Meet an Open Source Visual Language Action (VLA) model - Open VLA
An open source model for generalistic robot manipulation
Generalistic Robot Manipulation
In the rapidly evolving field of robotics, a significant challenge is to develop generalist models that can enable a robot to perform a diverse range of tasks. We have written before on the growing investments in developing a general purpose robot here. A general purpose robot can be far more useful to humans than today’s robots which are limited to factory settings where they are trained for tasks, but cannot operate in environments such as peoples’ homes where it is difficult to retrain and recalibrate robots. With the goal to facilitate a general purpose robot, a team of researchers led by Stanford University explored the development of OpenVLA, a powerful generalist robot manipulation policy that can perform across a wide variety of tasks. A summary of OpenVLA is captured in the following screenshot from the paper.
Open VLA
OpenVLA is a robot manipulation policy that is trained on a carefully curated open source dataset of 970,000 robotic episodes.
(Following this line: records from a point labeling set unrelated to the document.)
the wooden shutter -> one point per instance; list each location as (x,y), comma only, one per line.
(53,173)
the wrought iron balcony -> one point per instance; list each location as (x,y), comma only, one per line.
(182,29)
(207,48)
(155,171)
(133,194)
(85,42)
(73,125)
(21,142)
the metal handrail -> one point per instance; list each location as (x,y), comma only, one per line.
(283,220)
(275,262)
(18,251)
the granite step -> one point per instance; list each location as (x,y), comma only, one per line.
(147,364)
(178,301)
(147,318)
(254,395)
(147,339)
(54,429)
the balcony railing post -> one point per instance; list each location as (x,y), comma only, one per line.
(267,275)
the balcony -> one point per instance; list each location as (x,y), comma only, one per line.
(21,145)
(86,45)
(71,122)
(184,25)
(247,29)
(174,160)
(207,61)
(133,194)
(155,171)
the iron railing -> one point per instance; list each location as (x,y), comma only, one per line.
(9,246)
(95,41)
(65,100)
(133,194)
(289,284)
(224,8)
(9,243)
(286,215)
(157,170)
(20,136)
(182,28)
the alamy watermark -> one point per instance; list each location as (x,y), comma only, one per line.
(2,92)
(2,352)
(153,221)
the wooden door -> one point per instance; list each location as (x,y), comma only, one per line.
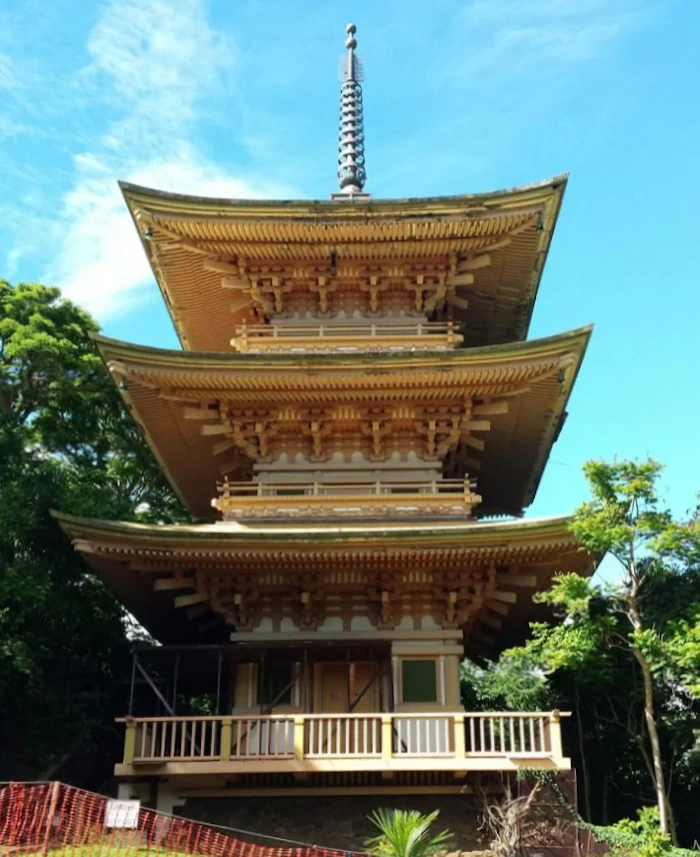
(339,682)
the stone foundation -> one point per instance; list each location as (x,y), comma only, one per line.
(335,822)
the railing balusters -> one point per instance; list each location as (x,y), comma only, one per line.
(487,734)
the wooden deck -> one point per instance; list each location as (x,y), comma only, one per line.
(307,743)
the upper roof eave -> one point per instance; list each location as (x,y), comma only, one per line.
(268,208)
(116,348)
(237,534)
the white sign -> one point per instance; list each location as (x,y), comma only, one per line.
(122,813)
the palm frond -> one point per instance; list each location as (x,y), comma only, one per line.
(405,833)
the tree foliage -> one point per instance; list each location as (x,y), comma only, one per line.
(67,443)
(623,656)
(406,833)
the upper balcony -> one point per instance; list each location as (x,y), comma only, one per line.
(313,743)
(318,499)
(350,338)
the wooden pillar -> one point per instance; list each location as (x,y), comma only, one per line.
(556,745)
(299,737)
(129,741)
(459,738)
(387,736)
(226,739)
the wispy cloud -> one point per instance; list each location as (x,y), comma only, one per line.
(508,38)
(157,66)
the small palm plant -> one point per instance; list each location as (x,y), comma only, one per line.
(405,833)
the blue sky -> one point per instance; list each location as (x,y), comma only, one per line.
(241,99)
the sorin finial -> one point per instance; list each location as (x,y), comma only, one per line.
(351,146)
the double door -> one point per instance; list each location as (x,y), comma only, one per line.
(346,704)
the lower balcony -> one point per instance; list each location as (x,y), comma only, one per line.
(311,743)
(318,499)
(349,338)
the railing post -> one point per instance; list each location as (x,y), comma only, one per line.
(130,741)
(226,739)
(298,737)
(460,742)
(387,736)
(555,736)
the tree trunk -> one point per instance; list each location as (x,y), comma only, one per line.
(584,766)
(650,717)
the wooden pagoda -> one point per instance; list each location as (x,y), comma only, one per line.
(356,423)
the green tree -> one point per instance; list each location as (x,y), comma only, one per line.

A Visual-Language Action (VLA) model is trained to generate robotic actions represented as tokens given a combination of input images from the robot’s camera and a request in the form of text. Open VLA is trained on top of the Llama-2 7B open source model from Meta. The training dataset comprises of actions performed by different robots. This allows OpenVLA to learn a diverse set of skills, enabling it to tackle a wide range of tasks with remarkable success.
The researchers put OpenVLA through a rigorous evaluation process, testing its capabilities on the BridgeData V2 WidowX robotic framework and the Google robot evaluation suite. These benchmarks assess the robot's performance on a variety of tasks, including visual, motion, physical, and semantic generalization challenges, as well as language grounding tests.
The results are truly impressive. OpenVLA outperforms other state-of-the-art generalist policies, such as RT-2-X (Read our post on previous policies here) in the majority of the evaluated tasks.
Pushing the Boundaries of Generalization
One of the key strengths of OpenVLA has been its ability to generalize to a wide range of distribution shifts and out-of-distribution (OOD) scenarios. The researchers intentionally introduced various distribution shifts in the evaluation tasks, such as by using different object appearances, backgrounds, and initial conditions compared to the training data.
Despite these challenges, OpenVLA still managed to maintain a high level of performance, showcasing its remarkable generalization capabilities. You can check out how different robots perform with Open VLA at their GitHub page.
New Robot Setups
In addition to its impressive performance on the benchmark tasks, the researchers also explored the data-efficient adaptation of OpenVLA to new robot setups. By fine-tuning the pre-trained OpenVLA model on a small number of demonstrations (10-150) for each new task, the researchers were able to quickly adapt the policy to these new settings. This X thread discusses how to train OpenVLA for your robot… as you may realize, the toughest step is to generate a dataset for your specific robot. We intend to create a dataset for the Vector robot, fine tune OpenVLA and check out how it works in terms of lifting a cube.
Implications
The development of generalist robot manipulation policies like OpenVLA represents a significant step forward in the field of robotics. By creating a versatile system that can handle a wide range of tasks, researchers are paving the way for more adaptable and capable robotic systems that can be deployed in a variety of real-world applications. This advancement has the potential to revolutionize industries such as manufacturing, logistics, and healthcare, and domestic setups, where robots can be used to automate a diverse set of tasks.
Conclusion
The research article showcases the impressive capabilities of OpenVLA, a generalist robot manipulation policy that outperforms state-of-the-art alternatives on challenging benchmarks.
As the field of robotics continues to evolve, the development of versatile and adaptable systems like OpenVLA will be crucial in unlocking the full potential of robotic technologies. This research represents an exciting step forward, and we can't wait to see how it will shape the future of robotics and the industries it serves.